I ask everyone who pulls in about whether the Gibb River which lies two kilometres to the north has any water in it. Few even noticed and those that did suggest its scungy and stagnant. I am armed with a Platypus and may not have the option about being fussy. Should I make the effort to reduce my water-stress or gamble on road-condition and distance?
A Kimberley Spirit off-road tourist bus arrives and the drivers asks me if I need any water. I don’t bother looking for the Hand of God, She’s always that bit faster than I and I am really grateful. I refill my Sea to Summit bladder and any empty water bottles and now have sixteen litres for 110 kilometres.
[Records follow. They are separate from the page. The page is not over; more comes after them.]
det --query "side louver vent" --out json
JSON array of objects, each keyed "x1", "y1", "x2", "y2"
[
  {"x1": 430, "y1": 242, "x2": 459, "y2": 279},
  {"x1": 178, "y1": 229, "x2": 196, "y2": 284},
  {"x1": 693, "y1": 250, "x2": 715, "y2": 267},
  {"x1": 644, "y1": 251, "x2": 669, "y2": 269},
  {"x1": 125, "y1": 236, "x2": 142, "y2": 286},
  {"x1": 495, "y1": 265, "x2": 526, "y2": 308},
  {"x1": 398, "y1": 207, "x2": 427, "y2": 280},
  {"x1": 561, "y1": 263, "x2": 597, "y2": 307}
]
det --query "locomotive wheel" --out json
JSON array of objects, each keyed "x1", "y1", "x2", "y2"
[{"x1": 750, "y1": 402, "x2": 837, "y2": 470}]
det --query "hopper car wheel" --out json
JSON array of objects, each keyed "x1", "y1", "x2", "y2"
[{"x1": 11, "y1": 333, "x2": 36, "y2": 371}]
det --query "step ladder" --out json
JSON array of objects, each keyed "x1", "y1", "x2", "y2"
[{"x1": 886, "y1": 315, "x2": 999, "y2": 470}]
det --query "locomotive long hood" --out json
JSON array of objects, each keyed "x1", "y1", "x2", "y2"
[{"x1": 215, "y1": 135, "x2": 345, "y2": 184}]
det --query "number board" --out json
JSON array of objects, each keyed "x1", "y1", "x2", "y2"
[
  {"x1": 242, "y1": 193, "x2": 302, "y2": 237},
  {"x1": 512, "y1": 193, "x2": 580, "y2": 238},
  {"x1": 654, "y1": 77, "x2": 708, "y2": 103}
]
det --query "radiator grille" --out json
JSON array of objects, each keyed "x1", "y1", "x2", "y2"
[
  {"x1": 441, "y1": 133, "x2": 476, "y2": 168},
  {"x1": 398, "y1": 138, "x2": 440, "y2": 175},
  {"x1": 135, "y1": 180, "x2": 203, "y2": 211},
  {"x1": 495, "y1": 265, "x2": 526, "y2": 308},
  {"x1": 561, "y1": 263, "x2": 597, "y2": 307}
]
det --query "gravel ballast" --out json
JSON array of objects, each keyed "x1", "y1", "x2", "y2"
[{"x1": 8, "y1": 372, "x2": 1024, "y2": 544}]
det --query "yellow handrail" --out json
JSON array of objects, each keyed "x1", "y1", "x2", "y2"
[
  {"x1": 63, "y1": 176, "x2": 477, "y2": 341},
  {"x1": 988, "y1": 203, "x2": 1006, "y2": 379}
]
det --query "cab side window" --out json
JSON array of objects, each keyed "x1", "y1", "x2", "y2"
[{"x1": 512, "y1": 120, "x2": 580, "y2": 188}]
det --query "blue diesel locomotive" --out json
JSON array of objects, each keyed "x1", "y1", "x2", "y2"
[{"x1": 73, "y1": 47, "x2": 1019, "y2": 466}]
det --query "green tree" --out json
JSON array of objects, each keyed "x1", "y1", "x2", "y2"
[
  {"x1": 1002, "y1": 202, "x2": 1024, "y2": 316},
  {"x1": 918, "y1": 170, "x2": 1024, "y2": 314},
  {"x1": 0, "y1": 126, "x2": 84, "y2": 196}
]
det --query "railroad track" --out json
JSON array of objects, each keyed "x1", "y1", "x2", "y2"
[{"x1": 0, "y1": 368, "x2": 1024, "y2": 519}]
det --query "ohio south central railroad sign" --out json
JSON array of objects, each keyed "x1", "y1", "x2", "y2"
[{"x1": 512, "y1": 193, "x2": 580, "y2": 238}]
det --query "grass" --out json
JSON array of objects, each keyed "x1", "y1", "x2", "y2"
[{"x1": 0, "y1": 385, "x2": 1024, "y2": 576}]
I am sorted and my stress disappears. Truly thanks Mate.
There are signs everywhere telling me I cannot camp here. I am going to camp here anyway and are considering when I should emerge from the wonderful shade of the information board when I’m confronted by a Troopy veering off the road from Kalumburu heading straight towards me accompanied by loud barely legible hollers. After a moment’s confusion I recognise Rod’s 4WD.
Swiftly he decides to join me and we set up camp right under the ‘No Camping’ sign. Whilst he’s out sourcing some wood for a fire two carloads of young men turn up, urinate out the beer they’ve been drinking whilst continuing to drink more. I ask if I can buy a couple of beers but they give them to me instead. Rod is extremely grateful. As am I.
He decided against a solo effort along the Carson River Road based on feedback he received at Home Valley. Which explains why he is so early coming down from Kalumburu. He’d indulged well his passion for fresh wild oysters which are abundant on the rocks around Honeymoon Bay.
A late-middle-aged couple turn up in their dual-cab Hilux and ask us about the road to Kalumburu. Rod convinces them that although rough with due care they’ll have no problem and they head off.
Rod cooks up two wondrous chicken-bacon-something else briskets whilst I supply the pasta and dinner is absolutely fantastic. Rod plies me with chilled isotonic drinks.
Great evening. Next time we meet is likely to be in Broome where I hope to join him and Craig on a trip to Cape Leveque, which lies 215 kilometres north of Broome.
We hit the sack early, both of us tired from our respective day’s travel.